Nutrition help

Greetings,

I am male 39, I weight 100kg, height is 174cm and my body fat is about 28%.

I'm into weight training 3 times per week and I'm starting the 4th week this Monday. I haven't seen the scale change, but in the mirror I already started to look different.

I did train before had some gains, and then I stopped because of an injury (it's one of the reasons I got so much fat).. but now I 'm back into the game for good - injury is just an excuse....

My 1st goal is to drop the fat to about 15% and gain muscle at the same time. So I have a series of questions :D,

1) How many calories do I need?
2) Should calories be different on rest days than training days?
3) What should be the composition of my nutrition? (protein %, carbs, fibers, fat)
4) How long should it take to reach my goal if I do everything as planned?



Finishing 3 weeks in the gym, I already see some toning everywhere on my body except my belly and chest because most fat is concentrated there.

I do push my self in the gym and add weights when necessary.

For my nutrition so far, I am not counting calories yet but I think it's time and that's why I'm here :D.

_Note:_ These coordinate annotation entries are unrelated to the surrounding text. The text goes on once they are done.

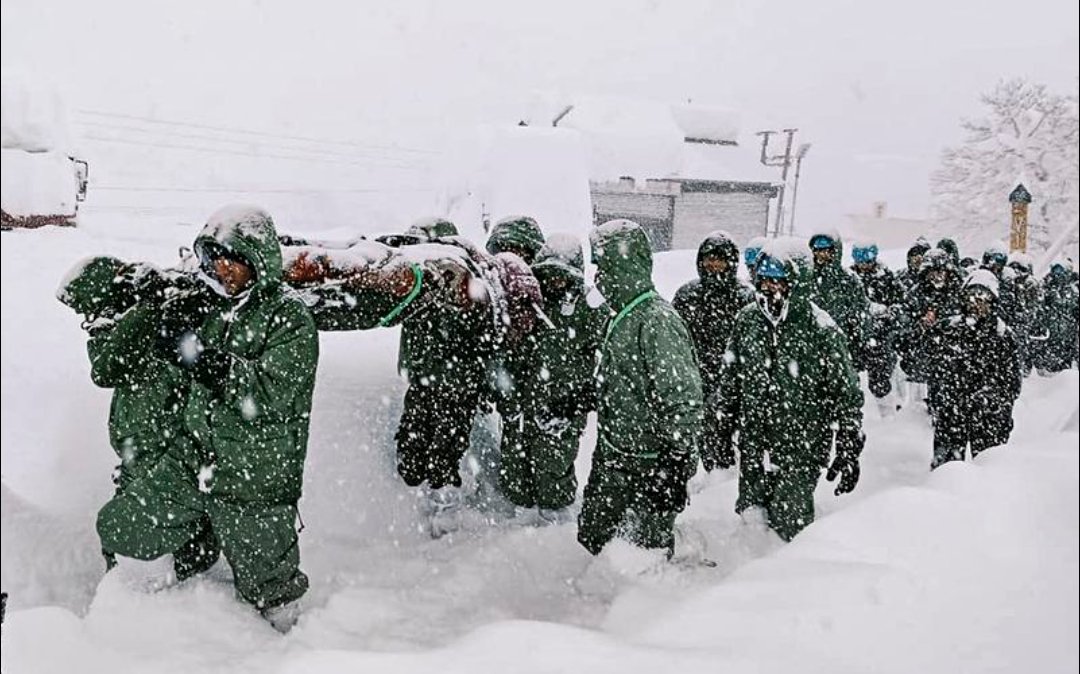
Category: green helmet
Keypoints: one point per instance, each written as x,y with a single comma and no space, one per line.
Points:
97,286
432,228
520,234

If I make a good estimated guess, I eat about 2400 calories per day in 5-6 meals.

- I do concentrate to create a habit of eating healthy meals (no junk food, sodas, or fat).
- I added protein to every meal. Counting the protein I eat about a little bit more than 100grams per day.
- I cut the carbs. I only eat some carbs for breakfast right before training (my training is in the morning about 2-3 hours after breackfast)
- I do get a protein right after training within 20-30minutes and some electrolytes.

That's about it, I am just trying to create good habits before counting calories, but now it's time to start counting.


My 2nd longterm goal is to go into bodybuilding, not for events, just for me. I'm not sure if I can accomplish that at 39 but I will do my best.